In this work, we use the special case of stable limit cycles to deconvolute path-dependent and path-independent degrees of rate control that carry the directional and magnitudinal contributions to the transient degrees of rate control (DRC). Applying the conventional DRC definition to a CO oxidation reaction system exhibiting oscillatory steady states (Figure 1A) yields uninterpretable results, as demonstrated by the calculations in Figure 1B. Figure 1C, on the other hand, plots path-independent DRCs which form regular patterns and sum to unity.

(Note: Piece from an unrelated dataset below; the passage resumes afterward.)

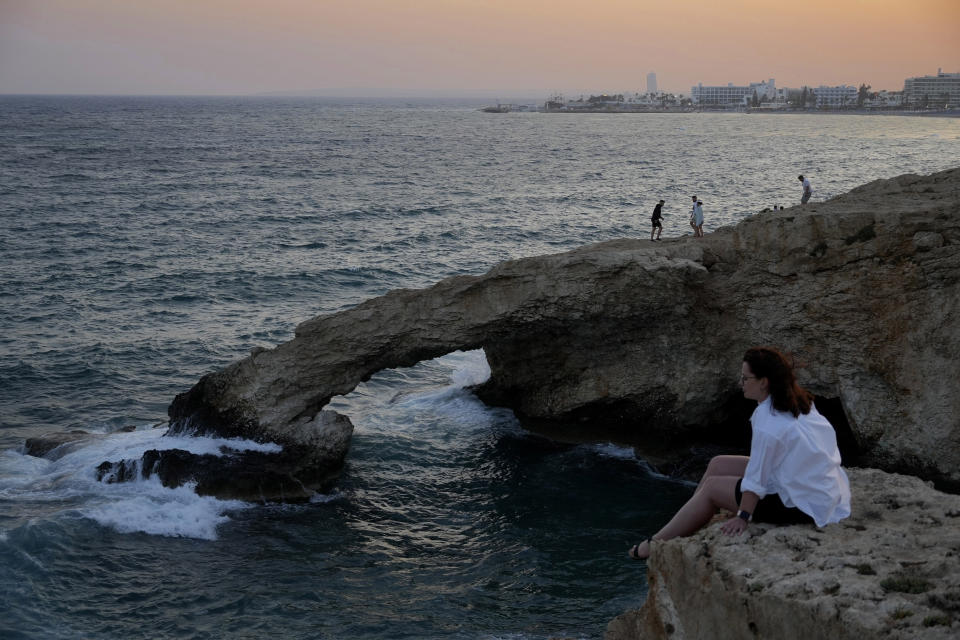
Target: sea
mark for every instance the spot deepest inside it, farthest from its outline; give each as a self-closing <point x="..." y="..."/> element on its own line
<point x="147" y="241"/>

Our work presents a novel, potentially generalizable formalism for assessing rate determining steps under transient conditions, and suggests paring of path-dependence (or directionality) as key to rigorously determining rate determining steps under transient conditions.

(1) Campbell, C. T. The Degree of Rate Control: A Powerful Tool for Catalysis Research. ACS Catal. 2017, 7 (4), 2770–2779.

(2) Motagamwala, A. H.; Dumesic, J. A. Microkinetic Modeling: A Tool for Rational Catalyst Design. Chem. Rev. 2021, 121 (2), 1049–1076.

(3) Foley, B. L.; Bhan, A. Degrees of Rate Control at Non(Pseudo)Steady-State Conditions. ACS Catal. 2020, 10 (4), 2556–2564.